Los regresos varían con la edad y con el tiempo. En la infancia el verano parece que nunca termina. Casi tres meses de vacaciones permiten no pensar en volver. Aquellas vueltas a la normalidad tenían el incentivo de un nuevo curso, de descubrir las novedades y de contar a los cuatro vientos lo fantásticas que habían sido aquellas vacaciones.
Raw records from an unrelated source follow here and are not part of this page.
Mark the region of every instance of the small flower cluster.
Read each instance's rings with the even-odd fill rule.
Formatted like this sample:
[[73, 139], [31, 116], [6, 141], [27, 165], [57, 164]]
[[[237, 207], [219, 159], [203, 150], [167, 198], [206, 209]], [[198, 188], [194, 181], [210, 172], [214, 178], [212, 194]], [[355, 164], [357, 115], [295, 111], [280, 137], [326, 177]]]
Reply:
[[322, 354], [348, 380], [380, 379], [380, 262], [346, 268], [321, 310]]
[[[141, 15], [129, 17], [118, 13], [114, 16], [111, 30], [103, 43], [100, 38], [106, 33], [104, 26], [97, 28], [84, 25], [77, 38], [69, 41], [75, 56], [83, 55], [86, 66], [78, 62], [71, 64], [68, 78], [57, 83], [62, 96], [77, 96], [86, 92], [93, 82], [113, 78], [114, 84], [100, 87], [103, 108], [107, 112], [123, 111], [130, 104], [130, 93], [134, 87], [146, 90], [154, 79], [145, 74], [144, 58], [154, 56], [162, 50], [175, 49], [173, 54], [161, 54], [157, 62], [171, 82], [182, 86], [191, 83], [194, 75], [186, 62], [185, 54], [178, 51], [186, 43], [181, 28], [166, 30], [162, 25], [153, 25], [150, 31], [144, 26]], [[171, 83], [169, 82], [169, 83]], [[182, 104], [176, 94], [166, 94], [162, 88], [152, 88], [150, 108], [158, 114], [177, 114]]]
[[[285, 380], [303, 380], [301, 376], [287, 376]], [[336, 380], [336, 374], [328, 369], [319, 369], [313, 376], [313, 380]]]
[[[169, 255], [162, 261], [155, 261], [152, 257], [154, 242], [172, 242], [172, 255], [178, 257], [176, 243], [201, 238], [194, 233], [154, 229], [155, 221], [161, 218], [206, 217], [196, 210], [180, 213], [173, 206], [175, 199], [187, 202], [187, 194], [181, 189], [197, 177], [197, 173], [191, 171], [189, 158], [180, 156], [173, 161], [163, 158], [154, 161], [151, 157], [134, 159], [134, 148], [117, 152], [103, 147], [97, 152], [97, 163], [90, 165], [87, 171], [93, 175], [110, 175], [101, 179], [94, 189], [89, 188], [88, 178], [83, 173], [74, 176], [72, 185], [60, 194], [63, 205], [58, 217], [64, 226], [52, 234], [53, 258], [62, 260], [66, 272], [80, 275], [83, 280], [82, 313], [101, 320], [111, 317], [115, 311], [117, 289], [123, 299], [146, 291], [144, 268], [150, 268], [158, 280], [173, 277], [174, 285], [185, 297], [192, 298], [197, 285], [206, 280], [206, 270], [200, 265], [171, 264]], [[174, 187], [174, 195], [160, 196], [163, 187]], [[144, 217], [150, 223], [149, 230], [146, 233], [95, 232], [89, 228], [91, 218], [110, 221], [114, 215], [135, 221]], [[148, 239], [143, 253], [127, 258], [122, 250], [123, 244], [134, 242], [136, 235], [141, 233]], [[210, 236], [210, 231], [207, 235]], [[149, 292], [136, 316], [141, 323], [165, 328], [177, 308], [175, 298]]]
Con la adolescencia la conciencia y la madurez empiezan a jugar malas pasadas. El final se teme y las cuestiones abiertas, los amores no declarados y los imposibles de perdurar o los miedos al regreso a un lugar quizá hostil incomodan o angustian. En la madurez la cosa cambia, los temores quizá no. Vuelta al cole, al trabajo, puesta al día de la casa… La pereza aflora, pero la responsabilidad pronto la domina imaginando cómo será la próxima escapada.

Quizá nos consuele imaginar que mientras nosotros regresamos en avión, tren o un puñado de horas de coche, miles de ciudadanos marroquíes o subsaharianos cruzan países enteros cargados hasta los topes camino del Estrecho. Eso sí que debe ser duro.

Tampoco los regresos son ya como los de antes. Las vacaciones en bloques mensuales de otros tiempos se han convertido hoy en racimos fragmentados. Una semana ahora, otra en septiembre, los días acumulados en noviembre… Las vacaciones ya no son un lujo de temporada. Hoy se regresa para volverse a marchar. Se vuelve para preparar la próxima salida.

Las vacaciones ya no están reservadas sólo para el verano, la Semana Santa o la Navidad. Incluso en febrero, en abril o en un triste mes de octubre en España se puede encontrar el descanso perfecto y a un precio de eso, de octubre, en cualquier rincón del planeta. El cambio climático ya amenaza con trasladar nuestro verano vacacional a quién sabe si un otoño de veraneo o una primavera estival.

Y no, regresar del pueblo no es lo mismo que hacerlo del Nepal, de New York o de Santo Domingo (el de La Calzada no, el otro). El pueblo tiene ese sabor de lo cotidiano, de lo ya vivido, de la reparación que queda pendiente, de la despedida de la vecina y del hasta luego. Dejar las calles de Londres, Edimburgo o Lisboa es más bien un 'adiós muy buenas', un guardar experiencias en la memoria y el móvil y poner tierra de por medio. Cada vez más las oficinas están llenas de coleccionistas de destinos variopintos, con chequeras asfixiadas (supongo, si no, no me lo explico…) pero repletas de kilómetros, caminatas y vuelos throughout the world.   

Los regresos más duros son, sin duda, los de vuelta a las grandes ciudades. Esa sensación de estar atrapado, de corneta masiva que embotella carreteras y accesos y obliga a cerrar las vacaciones con el sabor amargo de estar encerrado siendo una oveja más de un rebaño gigantesco y sin alma. Ocurre en el Levante, en Madrid, en la Autovía A-8 en Cantabria, en los accesos a Barcelona… Definitivamente, también en esto la España vaciada sale ganando. Esos pueblos que ven el gran regreso como una marcha mortal que volverá a apagar la vida en el pueblo durante los próximos diez meses. Quién sabe si para la mayoría será el último 'hasta el año que viene' que vean sus ojos.

Regresar, en fin, es prepararse para volver a marchar, un día menos para respirar y vivir de verdad.